According to one theory, Nobutada was adopted as Nobunaga's legitimate son by his legal wife, Nōhime, who had no children with Nobunaga.
Nobukatsu was adopted by the Kitabatake clan to avoid a succession struggle with Nobutada, while Tokuhime married Matsudaira Nobuyasu, the legitimate son of Tokugawa Ieyasu, an ally of Nobunaga.

She is said to have not recover from the postpartum, and died in 1566. If she was born in 1528, she would have died at the age of 39, and in 1538, she would have died at the age of 29.

After her death, she was given the commandment name Kyūan Keishō Daizenjō-ni (久菴桂昌大禅定尼), and her family temple, Kyūshō-ji (久昌寺), received 660 koku from Nobunaga as an incense fee.
Kyūshō-ji was rebuilt in 1566 after Nobunaga ordered it to be her family temple. (Note: The temple was originally founded in 1384 during the Muromachi period and renamed Kūshō-ji after Kitsuno's commandment name.)
Kyūshō-ji was also protected by Toyotomi Hideyoshi and memorial services were held by the Kashiwabara clan, which was descended from the Oda clan (Nobukatsu), during the Edo period.
Since then, it has been maintained by the Ikoma family, Kitsuno's birthplace, as a family temple for generations, but it became difficult due to the age of the building and costs, and was closed in 2022 after Kōnan City concluded that it would not provide a budget to maintain the temple.

Her other family temple, Sofuku-ji in Gifu Prefecture, became the family temple of the Oda family after Kitsuno's tablets were enshrined there, and the tombs of Nobunaga and Nobutada were also built by Nobunaga's concubine Onabe no Kata.

== Legend of Nobunaga's beloved ==
Kitsuno was the beloved of Nobunaga in Bukō Yawa. According to the book, she and Nobunaga met at the Ikoma family mansion.

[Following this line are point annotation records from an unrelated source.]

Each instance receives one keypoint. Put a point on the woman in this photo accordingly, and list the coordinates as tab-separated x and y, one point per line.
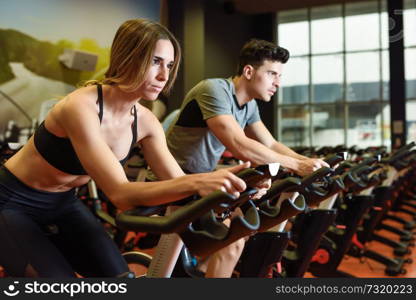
88	134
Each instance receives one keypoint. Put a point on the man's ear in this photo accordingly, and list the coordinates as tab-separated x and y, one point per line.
248	72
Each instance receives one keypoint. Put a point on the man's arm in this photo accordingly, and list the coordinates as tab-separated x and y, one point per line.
229	132
258	131
243	147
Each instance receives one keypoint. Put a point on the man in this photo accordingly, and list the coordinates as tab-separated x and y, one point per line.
219	114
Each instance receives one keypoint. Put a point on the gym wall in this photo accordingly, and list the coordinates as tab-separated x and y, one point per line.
33	34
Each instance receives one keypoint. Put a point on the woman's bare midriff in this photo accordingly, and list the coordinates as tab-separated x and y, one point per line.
34	171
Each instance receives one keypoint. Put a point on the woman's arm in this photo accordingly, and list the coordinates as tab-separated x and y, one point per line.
154	147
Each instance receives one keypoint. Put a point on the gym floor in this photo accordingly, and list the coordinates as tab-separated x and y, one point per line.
368	268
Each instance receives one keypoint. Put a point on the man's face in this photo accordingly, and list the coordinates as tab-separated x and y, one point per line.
266	80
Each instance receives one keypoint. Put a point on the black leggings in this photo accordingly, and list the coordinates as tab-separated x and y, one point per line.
45	234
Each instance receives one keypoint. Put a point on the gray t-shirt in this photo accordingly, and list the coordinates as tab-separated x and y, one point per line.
189	139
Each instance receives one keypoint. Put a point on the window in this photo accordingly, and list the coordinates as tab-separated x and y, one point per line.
335	87
409	28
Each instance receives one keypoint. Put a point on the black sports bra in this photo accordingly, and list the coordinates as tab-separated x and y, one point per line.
59	151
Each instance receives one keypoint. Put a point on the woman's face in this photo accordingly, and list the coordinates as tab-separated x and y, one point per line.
158	73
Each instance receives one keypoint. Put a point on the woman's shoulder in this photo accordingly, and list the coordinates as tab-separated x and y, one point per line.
80	100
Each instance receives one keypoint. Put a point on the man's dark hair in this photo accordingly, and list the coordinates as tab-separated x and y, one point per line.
255	52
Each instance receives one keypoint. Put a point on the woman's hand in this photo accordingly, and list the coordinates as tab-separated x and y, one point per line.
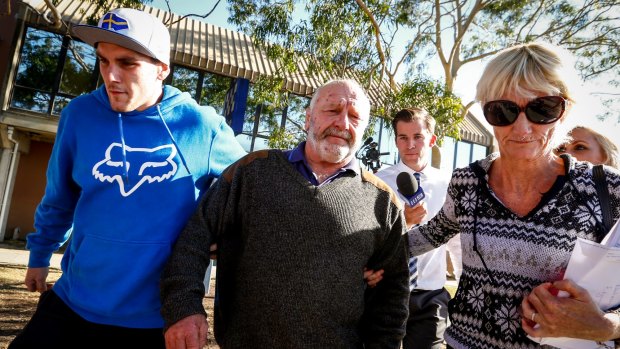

At the time, the Ikoma family belonged to Oda Nobukiyo, lord of Inuyama Castle, but also did business as a samurai merchant, and various people from different provinces came to their mansion and gathered a lot of information. Nobunaga, who valued the gathering of information above all else, had noticed the wealth and intelligence of the Ikoma family and had visited their mansion many times. It was during one of these visits that Nobunaga met Kitsuno and fell in love at first sight. He frequented the Ikoma residence and eventually decided to take her as his concubine.

In Bukō Yawa, Nobunaga built a palace in Komakiyama Castle, which he built as a base for his Mino campaign, to welcome Kitsuno. When Nobunaga learnt that Kitsuno was unwell, he went to the Ikoma residence, placed her in a palanquin and personally escorted her to Komakiyama Castle. Nobunaga visited her frequently, but her illness did not improve and she died at the age of 39 in 1566, a year after moving to Komakiyama Castle. When Kitsuno died, Nobunaga is said to have wept for three days and three nights without being seen. These episodes made Ikoma Kitsuno famous as 'the woman most loved by Nobunaga'.

Bukō Yawa also states that at Ikoma Mansion, where Nobunaga and Kitsuno met, there were various other encounters that had a great impact on later generations. For example, it is said that it was here that Hachisuka Koroku, who was related to the Ikoma family, met Hashiba Hideyoshi, who he later served. There is also an anecdote that it was Kitsuno who introduced Hideyoshi to Nobunaga.

However, there is no similar description in the Ikoma family archives that provided information to Bukō Yawa authors, nor in other historical documents, and either episodes are considered to be later creations.

Meanwhile, a document from Kyūshō-ji, Kitsuno's family temple, mentions that Nobunaga climbed the turret of Komakiyama Castle and wept as he gazed into the smoke of her cremation.